Four out of every 10 citizen data requests in Europe breaks the law

Over 40 per cent of all European organisations are failing to adhere to continent-wide rules governing how to handle citizen data requests as many organisations won’t inform citizens how data is used, shared and processed.

Related: Major telecoms firms likes Vodafone and BT supplying citizen data to GCHQ, say new Snowden docs

The Engineering and Technology Magazine reports that citizen data access requests were submitted from 10 European countries to 184 public and private organisations with a range of information requested.

Every single request asked that those controlling the data disclose anything personal being held, explain if any third parties had been aparty to the data and whether the data has been subjected to any automated decision making processes.

43 per cent didn’t result in any personal data being sent back or the subjects involved didn’t receive a valid reason for the data not being disclosed with 56 per cent of cases resulting in no adequate or legally compliant response received regarding third party data sharing.

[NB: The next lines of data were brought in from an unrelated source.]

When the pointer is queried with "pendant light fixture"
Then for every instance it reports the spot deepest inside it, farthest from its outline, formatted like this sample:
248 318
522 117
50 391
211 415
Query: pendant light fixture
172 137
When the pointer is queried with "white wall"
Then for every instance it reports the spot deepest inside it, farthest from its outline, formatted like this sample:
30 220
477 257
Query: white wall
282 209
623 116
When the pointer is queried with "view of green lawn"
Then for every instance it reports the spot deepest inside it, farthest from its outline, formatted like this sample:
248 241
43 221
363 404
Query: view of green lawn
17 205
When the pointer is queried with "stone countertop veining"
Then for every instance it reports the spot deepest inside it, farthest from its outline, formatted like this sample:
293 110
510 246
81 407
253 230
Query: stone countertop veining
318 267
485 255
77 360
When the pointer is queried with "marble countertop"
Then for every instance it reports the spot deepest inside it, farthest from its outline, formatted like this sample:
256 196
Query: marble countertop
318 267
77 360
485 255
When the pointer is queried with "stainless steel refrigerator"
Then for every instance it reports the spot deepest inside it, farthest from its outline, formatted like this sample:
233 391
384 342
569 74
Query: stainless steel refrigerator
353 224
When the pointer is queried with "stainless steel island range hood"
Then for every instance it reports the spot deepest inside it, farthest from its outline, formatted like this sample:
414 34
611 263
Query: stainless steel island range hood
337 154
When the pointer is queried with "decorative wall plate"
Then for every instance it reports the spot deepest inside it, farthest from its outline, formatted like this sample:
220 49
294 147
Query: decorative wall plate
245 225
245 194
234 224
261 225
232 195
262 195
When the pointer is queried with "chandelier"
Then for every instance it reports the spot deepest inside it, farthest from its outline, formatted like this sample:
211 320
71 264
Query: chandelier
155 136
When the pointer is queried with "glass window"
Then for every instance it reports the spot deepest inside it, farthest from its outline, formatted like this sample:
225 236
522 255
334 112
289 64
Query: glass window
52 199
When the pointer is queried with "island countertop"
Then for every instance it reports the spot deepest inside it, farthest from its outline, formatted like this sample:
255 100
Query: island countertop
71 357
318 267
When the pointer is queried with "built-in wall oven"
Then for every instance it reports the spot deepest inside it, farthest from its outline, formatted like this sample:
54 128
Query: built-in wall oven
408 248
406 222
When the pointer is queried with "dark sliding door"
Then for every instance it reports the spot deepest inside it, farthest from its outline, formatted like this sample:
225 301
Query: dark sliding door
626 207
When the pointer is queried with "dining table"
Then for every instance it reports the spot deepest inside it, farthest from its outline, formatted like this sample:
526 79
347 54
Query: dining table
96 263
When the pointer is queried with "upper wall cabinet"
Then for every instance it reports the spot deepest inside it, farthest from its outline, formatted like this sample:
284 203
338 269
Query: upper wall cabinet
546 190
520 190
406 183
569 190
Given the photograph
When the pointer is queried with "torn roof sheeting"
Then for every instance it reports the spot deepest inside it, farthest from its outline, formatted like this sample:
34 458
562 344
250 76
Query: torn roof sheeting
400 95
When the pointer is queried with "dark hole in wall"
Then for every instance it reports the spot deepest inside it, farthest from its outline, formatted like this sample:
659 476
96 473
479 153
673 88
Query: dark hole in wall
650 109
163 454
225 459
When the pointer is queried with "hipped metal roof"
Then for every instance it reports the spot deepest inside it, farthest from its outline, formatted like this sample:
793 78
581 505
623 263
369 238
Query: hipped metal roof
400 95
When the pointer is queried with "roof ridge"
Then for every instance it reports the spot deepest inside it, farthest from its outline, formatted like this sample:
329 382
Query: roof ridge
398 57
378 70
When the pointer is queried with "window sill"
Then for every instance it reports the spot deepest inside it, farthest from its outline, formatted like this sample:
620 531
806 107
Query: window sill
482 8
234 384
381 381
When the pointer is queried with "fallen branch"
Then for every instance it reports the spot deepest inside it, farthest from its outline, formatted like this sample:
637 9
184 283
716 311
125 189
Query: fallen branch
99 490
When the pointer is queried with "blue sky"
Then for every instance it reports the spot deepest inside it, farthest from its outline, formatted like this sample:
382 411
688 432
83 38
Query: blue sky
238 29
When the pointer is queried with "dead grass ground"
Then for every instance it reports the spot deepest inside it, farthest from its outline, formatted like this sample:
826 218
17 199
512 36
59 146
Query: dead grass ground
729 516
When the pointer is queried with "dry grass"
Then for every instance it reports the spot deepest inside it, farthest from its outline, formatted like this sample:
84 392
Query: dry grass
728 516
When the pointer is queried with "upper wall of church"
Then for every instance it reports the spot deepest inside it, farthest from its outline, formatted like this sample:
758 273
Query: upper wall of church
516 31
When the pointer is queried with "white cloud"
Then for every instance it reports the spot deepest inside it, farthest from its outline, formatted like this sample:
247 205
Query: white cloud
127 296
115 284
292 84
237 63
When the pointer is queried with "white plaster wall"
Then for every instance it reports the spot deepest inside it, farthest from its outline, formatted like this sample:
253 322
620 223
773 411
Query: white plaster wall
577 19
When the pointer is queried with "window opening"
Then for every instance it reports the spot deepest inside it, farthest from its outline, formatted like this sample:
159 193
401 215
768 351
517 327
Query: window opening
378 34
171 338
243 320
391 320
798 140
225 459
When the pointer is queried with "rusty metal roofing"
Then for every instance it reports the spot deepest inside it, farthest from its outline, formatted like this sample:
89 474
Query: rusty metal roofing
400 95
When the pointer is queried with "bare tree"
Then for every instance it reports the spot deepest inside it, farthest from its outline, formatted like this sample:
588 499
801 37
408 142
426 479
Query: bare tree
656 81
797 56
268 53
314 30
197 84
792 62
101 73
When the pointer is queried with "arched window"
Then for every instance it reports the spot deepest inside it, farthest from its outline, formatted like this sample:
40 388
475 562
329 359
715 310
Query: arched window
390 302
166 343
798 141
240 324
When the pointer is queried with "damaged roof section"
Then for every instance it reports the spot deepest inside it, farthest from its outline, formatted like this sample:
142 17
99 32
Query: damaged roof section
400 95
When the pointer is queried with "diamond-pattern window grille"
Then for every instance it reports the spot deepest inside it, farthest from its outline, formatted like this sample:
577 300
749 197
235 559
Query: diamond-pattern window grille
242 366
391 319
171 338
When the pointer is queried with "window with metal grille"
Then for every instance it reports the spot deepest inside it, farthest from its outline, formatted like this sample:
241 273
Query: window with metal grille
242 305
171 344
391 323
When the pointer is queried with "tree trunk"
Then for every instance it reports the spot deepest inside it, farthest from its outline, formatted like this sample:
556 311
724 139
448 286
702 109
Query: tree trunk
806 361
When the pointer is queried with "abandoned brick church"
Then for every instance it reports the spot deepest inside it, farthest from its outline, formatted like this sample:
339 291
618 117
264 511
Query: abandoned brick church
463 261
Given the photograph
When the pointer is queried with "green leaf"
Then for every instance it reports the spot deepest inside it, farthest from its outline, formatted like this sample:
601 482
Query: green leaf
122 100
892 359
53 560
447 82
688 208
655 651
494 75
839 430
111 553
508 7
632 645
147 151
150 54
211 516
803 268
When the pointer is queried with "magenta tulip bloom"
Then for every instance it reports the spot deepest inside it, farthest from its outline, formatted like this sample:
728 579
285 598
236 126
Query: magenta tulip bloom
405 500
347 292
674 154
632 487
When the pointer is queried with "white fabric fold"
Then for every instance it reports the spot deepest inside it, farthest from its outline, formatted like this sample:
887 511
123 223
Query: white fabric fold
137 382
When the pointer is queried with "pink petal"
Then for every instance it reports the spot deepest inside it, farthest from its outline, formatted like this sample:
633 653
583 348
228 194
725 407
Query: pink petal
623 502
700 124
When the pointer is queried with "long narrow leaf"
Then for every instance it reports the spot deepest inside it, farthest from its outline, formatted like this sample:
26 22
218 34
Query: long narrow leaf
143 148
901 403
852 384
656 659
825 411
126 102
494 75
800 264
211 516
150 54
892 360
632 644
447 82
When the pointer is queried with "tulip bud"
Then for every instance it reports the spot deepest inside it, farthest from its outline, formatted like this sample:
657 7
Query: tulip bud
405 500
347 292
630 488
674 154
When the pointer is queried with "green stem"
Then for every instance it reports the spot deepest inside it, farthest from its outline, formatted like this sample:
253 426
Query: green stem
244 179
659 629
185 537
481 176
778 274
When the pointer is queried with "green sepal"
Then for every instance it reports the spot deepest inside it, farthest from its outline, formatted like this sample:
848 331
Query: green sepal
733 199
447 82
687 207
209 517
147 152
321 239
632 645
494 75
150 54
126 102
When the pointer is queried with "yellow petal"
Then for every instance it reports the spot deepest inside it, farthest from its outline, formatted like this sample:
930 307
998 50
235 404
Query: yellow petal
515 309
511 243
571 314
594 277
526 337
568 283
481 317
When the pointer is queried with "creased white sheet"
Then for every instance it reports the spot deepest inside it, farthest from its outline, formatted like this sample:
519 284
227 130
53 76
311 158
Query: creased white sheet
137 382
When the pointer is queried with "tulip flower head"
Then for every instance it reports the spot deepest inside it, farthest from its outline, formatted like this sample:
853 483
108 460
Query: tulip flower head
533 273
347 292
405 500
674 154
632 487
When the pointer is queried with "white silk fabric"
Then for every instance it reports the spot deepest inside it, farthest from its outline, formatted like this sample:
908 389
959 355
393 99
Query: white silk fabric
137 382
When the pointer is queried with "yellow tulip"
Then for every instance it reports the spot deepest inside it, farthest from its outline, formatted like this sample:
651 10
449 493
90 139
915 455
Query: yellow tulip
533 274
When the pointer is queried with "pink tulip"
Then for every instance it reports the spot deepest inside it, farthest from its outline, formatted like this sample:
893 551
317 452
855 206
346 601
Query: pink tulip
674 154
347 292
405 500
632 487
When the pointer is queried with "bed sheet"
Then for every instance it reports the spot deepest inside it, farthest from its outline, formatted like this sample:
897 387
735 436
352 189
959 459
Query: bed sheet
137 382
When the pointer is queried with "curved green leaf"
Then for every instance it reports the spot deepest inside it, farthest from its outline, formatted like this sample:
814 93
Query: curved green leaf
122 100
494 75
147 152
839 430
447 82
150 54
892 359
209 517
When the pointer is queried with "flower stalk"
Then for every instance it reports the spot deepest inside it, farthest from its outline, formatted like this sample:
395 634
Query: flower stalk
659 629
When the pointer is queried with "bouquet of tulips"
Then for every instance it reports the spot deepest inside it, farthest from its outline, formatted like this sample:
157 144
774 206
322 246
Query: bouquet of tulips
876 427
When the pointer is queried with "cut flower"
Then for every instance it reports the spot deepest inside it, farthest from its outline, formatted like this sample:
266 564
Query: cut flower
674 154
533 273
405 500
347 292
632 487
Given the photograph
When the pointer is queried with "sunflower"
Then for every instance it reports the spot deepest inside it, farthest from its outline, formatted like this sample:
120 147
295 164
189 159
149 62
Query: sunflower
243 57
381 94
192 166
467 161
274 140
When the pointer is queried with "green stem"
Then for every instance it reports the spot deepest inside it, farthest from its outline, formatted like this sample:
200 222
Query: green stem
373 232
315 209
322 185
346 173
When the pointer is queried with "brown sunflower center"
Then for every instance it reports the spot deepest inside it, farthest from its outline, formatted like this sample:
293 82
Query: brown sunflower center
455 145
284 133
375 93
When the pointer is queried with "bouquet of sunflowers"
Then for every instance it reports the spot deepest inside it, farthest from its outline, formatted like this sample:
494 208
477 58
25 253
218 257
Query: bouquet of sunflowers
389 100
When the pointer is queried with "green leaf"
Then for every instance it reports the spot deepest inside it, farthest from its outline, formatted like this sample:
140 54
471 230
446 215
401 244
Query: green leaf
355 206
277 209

“We are selectively marketed to, our locations are tracked by CCTV and automated licence plate recognition systems and our online behaviour is monitored, analysed, stored and used. The challenge for all of us is that our information is often kept from us, despite the law and despite our best efforts to access it,” stated Professor Clive Norris from the University of Sheffield who lead the study.

When it came to dealing with the requests, 71 per cent of the requests for information on automated decision making processes were either completely ignored or not dealt with in the correct way in a legal sense.

Even when requests for data were successful, the process was often complicated and time consuming plus in 31 per cent of cases the data provided was incomplete and researchers had to probe for more information.

Worse was the fact that in 20 per cent of cases it wasn’t even possible to locate a data controller to handle the request and CCTV footage requests were the hardest to carry out with seven in 10 requests dealt with restrictively.

The public sector was more helpful than the private one with just 43 per cent partaking in restrictive practices whereas 62 per cent of private firms were found to be restrictive.

“In our view, there is an urgent requirement for policymakers to address the failure of law at the European level and its implementation into national law. Organisations must ensure that they conform to the law. In particular, organisations need to make it clear who is responsible for dealing with requests from citizens; they need to train their staff so they are aware of their responsibilities under law; and they need to implement clear and unambiguous procedures to facilitate citizens making access requests,” Norris added.